MINNEAPOLIS — Contractor C.S. McCrossan has until Friday to respond to legal arguments made by the Minnesota Department of Transportation in the St. Croix Crossing lawsuit.

McCrossan asked a U.S. District Court judge for a chance to respond because of “significant new legal issues raised by MnDOT that were not addressed in McCrossan’s opening brief,” Liz Kramer, an attorney representing McCrossan, wrote in a letter to U.S. District Court Judge Richard Kyle.

McCrossan claims in its lawsuit that MnDOT illegally rejected its bid to do more than $50 million worth of approach work for the St. Croix Crossing project.

Construction crews work on a staging area for the new St. Croix River Crossing. Maple Grove, Minn.-based contractor C.S. McCrossan has until Friday to respond to MnDOT legal arguments in a lawsuit over construction of the bridge. (Dolan Media Newswires photo by Bill Klotz)

The contractor was the lowest bidder and had the best technical score, but MnDOT said it didn’t make a “good faith effort” to meet the project’s 16.7 percent goal for including women and minority contractors in the work.

MnDOT selected the joint venture of Burnsville-based Ames Construction Inc. and Black River Falls, Wis.-based Lunda Construction Co. to do the work instead of McCrossan. The Ames/Lunda joint venture submitted the second-lowest bid, which was almost $6 million more than McCrossan’s.

According to Kramer’s letter, McCrossan objects to “use by both MnDOT and Ames/Lunda of information and documents that have not been provided to McCrossan,” including documents that speak to Ames/Lunda’s “apparent ability” to comply with the project’s 16.7 percent goal for inclusion of disadvantaged businesses.

According to the letter, McCrossan requested the records April 16, but that MnDOT has not supplied the information.

“Without them, McCrossan has no ability to meaningfully respond to the arguments comparing Ames/Lunda’s DBE compliance with its own,” according to Kramer’s letter.

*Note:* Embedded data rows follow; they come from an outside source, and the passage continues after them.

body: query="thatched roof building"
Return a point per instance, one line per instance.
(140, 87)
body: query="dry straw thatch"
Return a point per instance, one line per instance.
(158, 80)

McCrossan also wasn’t informed until Monday of “hearsay statements” from the U.S. Department of Transportation regarding the application of DBE goals in design-build projects, according to the letter.

McCrossan is seeking a temporary restraining order to halt approach work and has asked the court to order MnDOT to rebid the project or “refrain from awarding it to anyone other than McCrossan.”

In a memorandum filed Tuesday, MnDOT said that McCrossan “has not demonstrated any likelihood of prevailing in this lawsuit,” and that suspension of the work for a few months could delay completion as much as two years and increase the project’s cost by millions of dollars.

“Currently, the project is scheduled to be complete by December 2014,” MnDOT said in the memorandum. “An injunction that suspends work activity on this project will both delay completion of the project and will result in additional costs; the longer the delay, the higher the cost.”

MnDOT spokesman Kevin Gutknecht said he could not comment on the case.